Conta a menina que em 2019, então com 15 anos, teria a primeira experiência com o movimento estudantil quando aceitou o convite de um primo para ir conhecer a Bienal da UNE na UFBA em Salvador, na Bahia. Ali, nos primeiros contatos com o ativismo organizado, Andreza incorporou à sua vida o desejo de atuar junto às pautas estudantis : ”Ver a força de vontade da juventude mexeu muito comigo e de uma forma muito positiva. Entender o que é a construção da luta pelos direitos, que são nossos, já existem , mas precisa de mobilização para garantí-los. Tudo isso me inspirou para que eu esteja onde estou: na força de vontade coletiva”.
Hoje Andreza está como coordenadora secundarista da região metropolitana norte, em Pernambuco pelo coletivo ‘Para Todxs’, um movimento nacional formado por jovens secundaristas com foco político nas necessidades da (os) estudantes para a construção de um ensino público igualitário e de qualidade. Sua inserção no movimento estudantil vai tomar contornos mais desafiadores com a chegada da pandemia Covid-19 em 2020, pouco menos de um ano após a Bienal da UNE de Salvador.

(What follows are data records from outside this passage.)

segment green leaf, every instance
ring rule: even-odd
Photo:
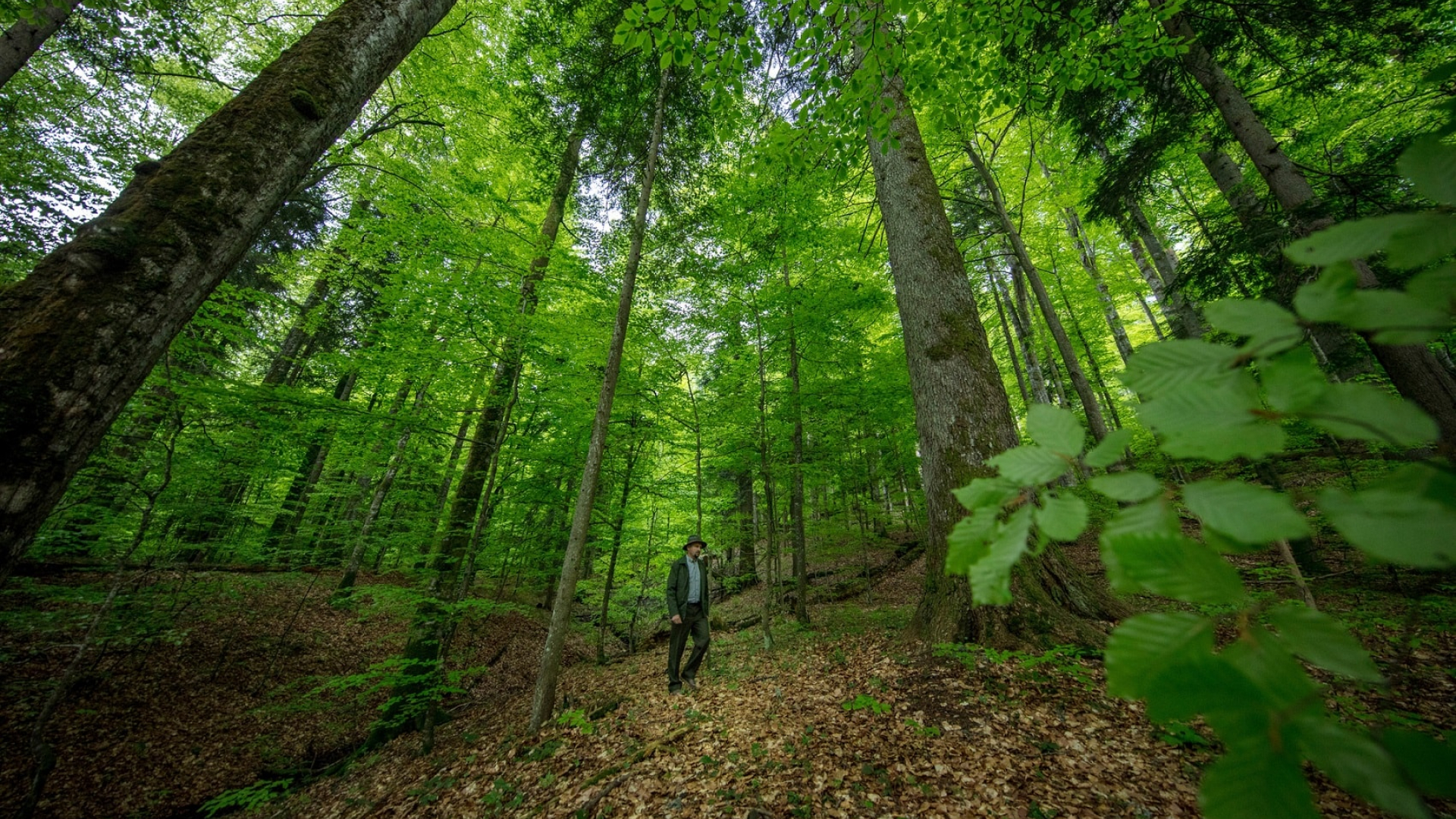
[[[1281,714],[1281,718],[1324,713],[1319,686],[1265,628],[1243,628],[1241,638],[1220,656],[1254,683],[1268,711]]]
[[[1305,337],[1294,313],[1265,299],[1220,299],[1203,315],[1227,334],[1249,337],[1251,347],[1289,347]]]
[[[1190,383],[1217,380],[1233,370],[1238,357],[1238,350],[1222,344],[1188,338],[1159,341],[1134,353],[1121,377],[1123,383],[1152,398]]]
[[[1316,404],[1329,391],[1329,379],[1315,363],[1309,347],[1296,347],[1259,363],[1259,379],[1270,407],[1280,412],[1299,412]]]
[[[1016,481],[1024,487],[1056,481],[1072,463],[1044,446],[1018,446],[1008,449],[987,461],[1000,469],[1003,478]]]
[[[1026,410],[1026,434],[1031,440],[1067,458],[1076,458],[1082,452],[1086,433],[1082,423],[1070,411],[1050,404],[1032,404]]]
[[[1123,452],[1130,443],[1133,443],[1133,430],[1112,430],[1082,456],[1082,462],[1095,468],[1111,466],[1123,459]]]
[[[1197,481],[1184,487],[1184,503],[1204,526],[1242,544],[1268,544],[1309,535],[1305,516],[1289,495],[1239,481]]]
[[[1456,510],[1404,491],[1319,493],[1329,523],[1360,551],[1421,568],[1456,567]]]
[[[1217,552],[1182,535],[1128,532],[1102,535],[1102,563],[1118,592],[1152,592],[1188,603],[1243,599],[1239,573]]]
[[[1123,535],[1128,532],[1165,532],[1176,535],[1181,532],[1178,516],[1162,497],[1155,497],[1147,503],[1139,503],[1117,510],[1117,514],[1102,526],[1102,535]]]
[[[1322,717],[1299,720],[1294,729],[1300,751],[1337,785],[1396,816],[1425,819],[1431,815],[1405,783],[1395,758],[1367,734]]]
[[[1053,541],[1076,541],[1088,528],[1088,504],[1077,495],[1051,495],[1037,510],[1037,529]]]
[[[1254,376],[1239,372],[1217,383],[1191,383],[1147,401],[1139,415],[1163,436],[1174,458],[1229,461],[1284,449],[1284,430],[1265,421]]]
[[[1396,233],[1424,229],[1425,216],[1392,213],[1341,222],[1303,239],[1296,239],[1284,248],[1284,255],[1296,264],[1318,267],[1360,259],[1383,251]]]
[[[1139,700],[1169,666],[1211,656],[1208,618],[1188,612],[1130,616],[1107,638],[1107,689],[1115,697]]]
[[[1006,501],[1021,494],[1021,484],[1006,478],[976,478],[970,484],[952,490],[951,494],[971,512],[983,506],[1000,509]]]
[[[1294,310],[1312,322],[1342,322],[1354,310],[1354,293],[1360,286],[1356,268],[1348,262],[1332,264],[1319,278],[1300,286],[1294,293]]]
[[[990,606],[1010,603],[1010,568],[1026,552],[1028,533],[1031,507],[1024,506],[997,528],[987,554],[971,564],[971,600]]]
[[[1204,819],[1319,819],[1299,759],[1262,746],[1229,751],[1203,774]]]
[[[1380,733],[1380,743],[1421,793],[1456,799],[1456,748],[1450,742],[1421,732],[1390,729]]]
[[[1310,663],[1351,679],[1380,682],[1380,670],[1350,631],[1329,615],[1303,603],[1283,603],[1268,612],[1278,641]]]
[[[1401,176],[1415,185],[1415,192],[1446,205],[1456,205],[1456,146],[1436,137],[1421,137],[1405,149],[1396,162]]]
[[[1163,491],[1158,478],[1147,472],[1112,472],[1089,481],[1092,488],[1114,500],[1147,500]]]
[[[986,557],[992,533],[996,530],[997,509],[978,509],[962,517],[945,538],[945,573],[965,574],[971,564]]]
[[[1366,383],[1329,385],[1302,415],[1340,437],[1395,446],[1430,443],[1439,433],[1436,421],[1414,404]]]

Movimento político no enfrentamento à PANDEMIA
Andreza pontua preocupações geradas pelos efeitos da pandemia, entre elas a evasão escolar, principalmente por atingir mais as meninas. A adolescente aponta possíveis planos que devem ser incluídos nos projetos das escolas públicas para mudar esse quadro: “a escola precisa motivar estudantes como sujeitos desse espaço. Digo isso porque percebo muitas alunas e alunos desmotivados e principalmente agora com a realidade da pandemia, onde estamos tendo aulas remotas, fica ainda mais difícil manter alunas e alunos instigados. Precisa ter uma chama para que a juventude esteja presente com suas ideias e contribuições, fazendo parte da escola como um todo”.
Outra questão levantada por Andreza é a necessidade de apoio psicológico para jovens estudantes que sofrem preconceitos.” Isso tem que estar nos projetos das escolas, propor e fortalecer uma rede de apoio psicológico para as crianças e adolescentes que sofrem por estarem vulneráveis devido as inúmeras situações de racismo, preconceito de gênero, homofobia , violência doméstica e tantos outros”.
Mesmo de forma remota, Andreza tem dado continuidade ao caminho de mobilizar e influenciar mais jovens e pessoas da comunidade, em especial as meninas de seu território entre Igarassu e a comunidade Frei Damião. Atualmente vem fazendo um curso pelo Instituto Odara, na Bahia, e mobilizou boa parte das pernambucanas para se inscreverem no ‘ Ayomide Odara’, um projeto apoiado pelo Fundo Malala voltado para meninas e adolescentes negras no enfrentamento a Covid-19 na Bahia e em Pernambuco. Quanto mais atua e mobiliza jovens mais sentido e força ganha seu ativismo, como o movimento de uma ciranda: circular, contínuo, acolhedor e unificado num abraço de muitas mãos.